The dynamic test: I need to buy an extention cable for my cheap little 50 dollar code reader. Neighbors must have thought I was nuts dacing around the car... or they thought I was performing an excercisim, which is close... I may have messed up the dynamic test.

Shockwave said:
I would clear all the codes and drive the car some more. If the O2s were good and the car was running rich for whatever reason, I would think you would get a code like adaptive fuel lean limit reached. If the codes comeback and you have never changed out the O2s then do that.

The codes: I cleared the codes and reset the computer lastnight. No codes so far, with 50 additional miles on the clock. The code table that came with the scanner is not as exact as the codes from MN12. I downloaded those codes a while back. After I dug them up I realized that the 173 and 137 codes where from different banks.

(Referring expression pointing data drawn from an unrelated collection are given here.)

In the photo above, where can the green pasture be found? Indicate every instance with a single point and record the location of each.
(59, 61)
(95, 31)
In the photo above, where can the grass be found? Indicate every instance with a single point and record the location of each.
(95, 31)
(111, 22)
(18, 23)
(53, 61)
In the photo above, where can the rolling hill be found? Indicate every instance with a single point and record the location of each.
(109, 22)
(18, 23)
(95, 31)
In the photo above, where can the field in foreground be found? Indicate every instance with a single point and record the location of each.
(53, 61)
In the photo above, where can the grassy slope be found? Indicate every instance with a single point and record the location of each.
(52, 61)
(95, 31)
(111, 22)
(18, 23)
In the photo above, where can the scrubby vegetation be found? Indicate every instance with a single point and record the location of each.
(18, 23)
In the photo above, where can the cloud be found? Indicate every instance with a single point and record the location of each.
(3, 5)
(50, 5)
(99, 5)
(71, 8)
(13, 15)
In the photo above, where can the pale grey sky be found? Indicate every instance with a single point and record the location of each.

I really wish I had more information on what is envolved in some of the engine running tests. That might help explain what codes to expect as normal during the test. For example, if during the cylinder balance test the computer just pulls spark from specific cyclinders but doesn't shut down the injector a rich condition will happen, and can be expected. But if the computer pulls the injector and the spark, or injector only, then a lean condition can be expected. Just adds some spice to life I guess.

The O2's are new from the rebuild, 4000 miles. I do realize they can get burnt up in a matter of seconds if the wrong conditions precist.

I need to read though my Helm's and see if there is a manifold pressure sensor. I think if the computer compares the intake pressure to the TPS signal during the check that would cause the 124 code. A bit more reseach is in order. I don't even know if the car has an intake pressure sensor.